El pamplonés Peio Ormazábal Díaz, además de aventurero, también es humano. Por eso, sincero de principio a fin, reconocía el miércoles que el temor a toparse con alguna de las orcas que se habían avistado en los días anteriores a la prueba le provocaba pavor y aprensión a partes iguales (salvamento marítimo había contabilizado hasta cuatro ataques a embarcaciones y recomendaba salir a navegar con cautela por la zona). Sin embargo, la fuerza de su desafío solidario pesó más.

En todo momento y sin fisuras. Nadar por las víctimas del covid, completar los 20 kilómetros que separan A Coruña de la playa de Cabanas para poner en valor esa soledad con la que contagiados, fallecidos y familiares han tenido que bregar durante estos meses de pandemia, debía ser un reto enmarcado en mayúsculas.

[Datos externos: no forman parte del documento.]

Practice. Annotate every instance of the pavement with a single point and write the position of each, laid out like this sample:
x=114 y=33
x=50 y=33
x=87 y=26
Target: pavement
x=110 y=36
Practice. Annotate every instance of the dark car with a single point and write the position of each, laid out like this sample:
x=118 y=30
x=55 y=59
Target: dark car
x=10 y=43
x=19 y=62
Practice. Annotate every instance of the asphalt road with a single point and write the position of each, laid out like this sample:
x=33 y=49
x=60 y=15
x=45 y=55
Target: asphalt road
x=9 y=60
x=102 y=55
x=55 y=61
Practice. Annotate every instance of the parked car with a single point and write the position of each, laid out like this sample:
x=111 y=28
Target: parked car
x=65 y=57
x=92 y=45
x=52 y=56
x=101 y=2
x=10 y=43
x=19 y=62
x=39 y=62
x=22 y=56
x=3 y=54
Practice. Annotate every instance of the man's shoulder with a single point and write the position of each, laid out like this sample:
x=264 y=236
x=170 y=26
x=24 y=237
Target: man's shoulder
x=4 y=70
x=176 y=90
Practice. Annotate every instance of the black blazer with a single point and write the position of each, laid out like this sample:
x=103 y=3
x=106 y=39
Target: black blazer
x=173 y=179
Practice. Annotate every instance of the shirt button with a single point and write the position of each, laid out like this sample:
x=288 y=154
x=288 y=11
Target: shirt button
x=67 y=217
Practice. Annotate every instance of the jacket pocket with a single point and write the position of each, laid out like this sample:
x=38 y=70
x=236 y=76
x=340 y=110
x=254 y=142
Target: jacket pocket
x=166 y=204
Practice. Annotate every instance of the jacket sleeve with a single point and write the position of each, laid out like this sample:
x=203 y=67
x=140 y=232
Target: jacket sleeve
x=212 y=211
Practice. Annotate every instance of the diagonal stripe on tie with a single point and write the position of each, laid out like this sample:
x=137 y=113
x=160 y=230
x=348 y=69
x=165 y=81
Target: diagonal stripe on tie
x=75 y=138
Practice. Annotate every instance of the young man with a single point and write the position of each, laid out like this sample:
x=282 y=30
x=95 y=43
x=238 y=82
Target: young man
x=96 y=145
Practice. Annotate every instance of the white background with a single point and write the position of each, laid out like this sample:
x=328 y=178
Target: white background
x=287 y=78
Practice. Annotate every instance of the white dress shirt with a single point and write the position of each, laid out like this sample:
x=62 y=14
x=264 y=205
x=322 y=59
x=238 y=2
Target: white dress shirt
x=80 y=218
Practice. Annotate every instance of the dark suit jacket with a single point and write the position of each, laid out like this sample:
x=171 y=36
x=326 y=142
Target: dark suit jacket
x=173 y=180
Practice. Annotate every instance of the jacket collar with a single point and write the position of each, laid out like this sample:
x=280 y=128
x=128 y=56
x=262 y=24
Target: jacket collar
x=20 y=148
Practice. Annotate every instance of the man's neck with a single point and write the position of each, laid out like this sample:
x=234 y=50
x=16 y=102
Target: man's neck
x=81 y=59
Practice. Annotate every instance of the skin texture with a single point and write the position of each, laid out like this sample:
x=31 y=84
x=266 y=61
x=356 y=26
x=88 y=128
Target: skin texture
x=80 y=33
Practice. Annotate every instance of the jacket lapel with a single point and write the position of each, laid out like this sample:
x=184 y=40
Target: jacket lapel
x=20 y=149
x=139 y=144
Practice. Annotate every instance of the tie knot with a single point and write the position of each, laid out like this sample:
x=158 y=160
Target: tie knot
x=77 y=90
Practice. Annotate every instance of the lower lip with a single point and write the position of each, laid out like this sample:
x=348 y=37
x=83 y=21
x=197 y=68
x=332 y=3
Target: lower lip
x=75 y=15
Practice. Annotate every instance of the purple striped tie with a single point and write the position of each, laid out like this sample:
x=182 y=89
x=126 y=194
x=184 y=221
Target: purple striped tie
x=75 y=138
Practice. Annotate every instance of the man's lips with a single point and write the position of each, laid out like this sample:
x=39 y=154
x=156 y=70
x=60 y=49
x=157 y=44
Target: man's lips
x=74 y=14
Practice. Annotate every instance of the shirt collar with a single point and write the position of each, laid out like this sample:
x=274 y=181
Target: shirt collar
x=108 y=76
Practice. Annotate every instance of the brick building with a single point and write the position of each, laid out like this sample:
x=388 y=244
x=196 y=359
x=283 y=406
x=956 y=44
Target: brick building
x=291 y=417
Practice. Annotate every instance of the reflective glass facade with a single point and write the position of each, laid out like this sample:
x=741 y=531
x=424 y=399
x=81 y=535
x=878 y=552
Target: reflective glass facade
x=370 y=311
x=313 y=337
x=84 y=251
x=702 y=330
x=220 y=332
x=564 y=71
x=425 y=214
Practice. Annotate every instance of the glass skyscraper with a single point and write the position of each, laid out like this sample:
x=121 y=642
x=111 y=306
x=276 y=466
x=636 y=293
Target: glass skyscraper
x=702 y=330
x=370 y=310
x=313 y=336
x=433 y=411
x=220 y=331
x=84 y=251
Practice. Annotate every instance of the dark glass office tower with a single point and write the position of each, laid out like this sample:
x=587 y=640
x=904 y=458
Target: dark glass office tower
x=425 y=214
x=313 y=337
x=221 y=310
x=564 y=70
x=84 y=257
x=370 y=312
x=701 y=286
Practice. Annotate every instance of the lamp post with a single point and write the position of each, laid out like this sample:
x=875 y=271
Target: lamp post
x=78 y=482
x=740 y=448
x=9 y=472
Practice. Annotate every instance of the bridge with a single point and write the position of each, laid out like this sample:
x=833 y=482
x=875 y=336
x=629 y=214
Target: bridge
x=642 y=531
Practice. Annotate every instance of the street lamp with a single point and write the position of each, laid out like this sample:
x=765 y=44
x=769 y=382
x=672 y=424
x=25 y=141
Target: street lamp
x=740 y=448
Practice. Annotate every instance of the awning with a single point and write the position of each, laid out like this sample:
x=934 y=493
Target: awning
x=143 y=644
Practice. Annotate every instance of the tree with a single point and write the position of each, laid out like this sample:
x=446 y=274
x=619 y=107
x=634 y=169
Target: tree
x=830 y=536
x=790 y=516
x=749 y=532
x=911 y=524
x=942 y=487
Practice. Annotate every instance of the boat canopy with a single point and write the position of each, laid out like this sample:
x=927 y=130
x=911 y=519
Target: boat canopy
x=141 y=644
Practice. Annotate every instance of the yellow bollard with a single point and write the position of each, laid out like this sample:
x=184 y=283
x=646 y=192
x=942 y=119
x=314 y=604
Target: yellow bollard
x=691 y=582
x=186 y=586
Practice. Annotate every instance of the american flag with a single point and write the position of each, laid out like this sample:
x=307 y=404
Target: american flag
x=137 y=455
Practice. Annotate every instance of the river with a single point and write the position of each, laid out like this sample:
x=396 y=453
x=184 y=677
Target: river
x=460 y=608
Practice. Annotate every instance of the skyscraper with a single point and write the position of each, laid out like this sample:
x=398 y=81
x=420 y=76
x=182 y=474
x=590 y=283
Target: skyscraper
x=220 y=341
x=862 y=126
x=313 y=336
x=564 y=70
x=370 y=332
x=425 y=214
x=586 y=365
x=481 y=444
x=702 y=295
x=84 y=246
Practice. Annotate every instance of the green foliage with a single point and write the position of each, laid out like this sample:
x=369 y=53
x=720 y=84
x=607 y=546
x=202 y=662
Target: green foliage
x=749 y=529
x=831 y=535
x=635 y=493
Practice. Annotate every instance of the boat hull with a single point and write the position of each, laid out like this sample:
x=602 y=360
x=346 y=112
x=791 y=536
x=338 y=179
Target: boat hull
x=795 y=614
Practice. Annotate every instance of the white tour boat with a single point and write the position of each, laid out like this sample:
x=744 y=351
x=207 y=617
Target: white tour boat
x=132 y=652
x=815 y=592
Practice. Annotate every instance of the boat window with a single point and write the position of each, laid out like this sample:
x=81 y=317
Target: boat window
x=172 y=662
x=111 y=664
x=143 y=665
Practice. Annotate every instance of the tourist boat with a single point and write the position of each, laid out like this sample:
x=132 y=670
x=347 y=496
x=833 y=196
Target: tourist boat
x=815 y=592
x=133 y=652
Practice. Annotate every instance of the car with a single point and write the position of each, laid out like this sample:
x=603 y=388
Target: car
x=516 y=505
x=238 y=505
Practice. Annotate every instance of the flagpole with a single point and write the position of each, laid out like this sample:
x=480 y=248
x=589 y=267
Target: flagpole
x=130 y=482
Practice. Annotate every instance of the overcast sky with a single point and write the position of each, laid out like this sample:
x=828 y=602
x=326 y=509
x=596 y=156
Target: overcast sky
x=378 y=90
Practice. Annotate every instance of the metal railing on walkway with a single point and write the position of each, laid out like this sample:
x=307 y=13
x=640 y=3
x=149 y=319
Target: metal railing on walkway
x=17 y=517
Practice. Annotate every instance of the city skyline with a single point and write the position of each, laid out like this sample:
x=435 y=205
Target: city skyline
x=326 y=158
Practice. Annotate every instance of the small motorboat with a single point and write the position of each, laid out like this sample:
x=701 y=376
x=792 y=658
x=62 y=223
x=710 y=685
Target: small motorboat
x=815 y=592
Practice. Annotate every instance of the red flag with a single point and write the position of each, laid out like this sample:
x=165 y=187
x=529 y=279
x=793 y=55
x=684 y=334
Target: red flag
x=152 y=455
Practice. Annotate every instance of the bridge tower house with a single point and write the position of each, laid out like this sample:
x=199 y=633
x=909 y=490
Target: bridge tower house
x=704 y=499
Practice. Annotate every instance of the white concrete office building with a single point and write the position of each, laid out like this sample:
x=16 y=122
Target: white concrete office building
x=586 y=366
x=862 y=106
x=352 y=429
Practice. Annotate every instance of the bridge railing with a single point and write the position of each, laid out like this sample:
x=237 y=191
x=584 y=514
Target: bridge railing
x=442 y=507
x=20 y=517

Y, con esta mochila de responsabilidad a su espalda, el nadador se confabuló con el Atlántico para, a un ritmo “infernal”, alcanzar su objetivo seis horas y catorce minutos después. “Estoy muy contento porque mis cálculos hablaban de siete horas y el mar estaba muy bravo, fue muy duro anímica y físicamente”, relata Ormazábal, quien todavía recuerda de con dureza las fuertes rachas de viento en su contra.

UN GRANITO DE ARENA

Para aguantar, Peio recibía alimento de la lancha que le acompañaba en su travesía, embarcación que ni siquiera rozó ya que la comida se la lanzaban directamente al agua. “Quería que el reto estuviera a la altura de su significado. La dureza de la pandemia con la complejidad del mar”, cuenta quien sigue sin olvidar el tramo más difícil: a Marola. “Estuve tan arropado que solo tengo palabras de agradecimiento”, añade. Y cita a los atletas del Triatlón Compostela que incluso nadaron por tramos a su lado (Francisco Cendán, Manu Taboada, Alberto Dopazo, José Antonio Quintans y Pablo Álvarez); además de a las autoridades, sanitarios, club náutico...

El desgaste de la prueba fue evidente, extenuante. Tanto que llegaron a subírsele los gemelos hasta en cuatro ocasiones durante la prueba. “Ha merecido la pena”, sostiene quien ayer ya volvía a la piscina, donde piensa en su siguiente reto. “Quizá el mes que viene...”. Ahí lo deja.